Working From Home Was Normal for Me
For personal reasons, I have been exclusively working from home as a writer from 2017 to date. I usually don't go out much, maybe once in seven or ten days. I used to go for a daily morning walk but stopped it a while back as my sleeping patterns changed. Still, since I live with my family, I don't feel lonely and I like being able to work by myself. This isolated lifestyle suits me as an introvert, so I thought this situation wouldn't affect me much. Well, I was wrong and how! It has only been twelve days since I last left home and I have been yearning to go out since day four. I guess it boils down to basic human psychology - sometimes, we want something just because it is forbidden to us. That's the only explanation I have for my newfound urge to go out every single day.
Yet The Lockdown Has Made Me Feel Like a Bird in a Cage
Honestly, I am feeling trapped, like a prisoner who has been placed under house arrest.

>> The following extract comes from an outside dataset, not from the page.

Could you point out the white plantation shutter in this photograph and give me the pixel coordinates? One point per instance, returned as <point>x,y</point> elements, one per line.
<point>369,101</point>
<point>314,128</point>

I even feel suffocated from time to time, irrespective of whether the windows are open or shut. And simply standing in my balcony barely makes a difference. I am easily irritable and bored. I've got cabin fever alright, and it's worsened my depression. My productivity has gone to the dogs (I am submitting this article a day late and I have missed other clients' deadlines as well) and it's really difficult to get out of bed. I would give anything to see a puppy up close or smile at a kind stranger. But I am tired of complaining about it because not only is it a waste of time, this 'stay home' situation is unlikely to change anytime soon.
The Best Solution to These Depressing Times Is to Focus on the Things You Can Control
Way too many well-meaning but ignorant people are pushing the 'be positive' ideology on anyone who dares to admit they are feeling low or depressed. What they don't realize is that their advice is meaningless because a) people are stressed for good reason and b) depression robs you of the will to think positively. And as it gets worse, it takes away your energy and zest for both work and play. Ultimately, you feel mentally and physically drained and have nothing to look forward to. I got a taste of that as I had an extremely bad mental health day yesterday: I was unable to get out of bed for the most part of the day and felt angry and helpless. So when I felt a little better today, the first thing I did was make a list of ways to deal with 'coronavirus depression' that would help you and I. Because let's face it, not everyone is lucky to work from home, companies are shutting down, and it is imperative for us to do the best work we can to keep our clients and/or jobs.
Watch the video below to know what I came up with to control depression
If you have any tips, hacks, and coping mechanisms of your own, do share them in the comments below. Today, more than ever before, it is important to not leave depression untreated because it is natural to feel hopeless and lonely under these circumstances. And depression may result in suicidal ideation and consequently, suicide attempts and death. Make sure you stay virtually connected with as many people as possible, especially if they live by themselves or have been quarantined.
Around the world, all of us are going through a stressful and challenging period. It is important that we try our best to be kind and compassionate to not just our friends and family, but also to those who are less privileged than us. Let's not forget to take care of our plant and animal friends too. We are all in this together. And remember, history is proof that when we come together as one, we humans are able to survive the most adverse conditions.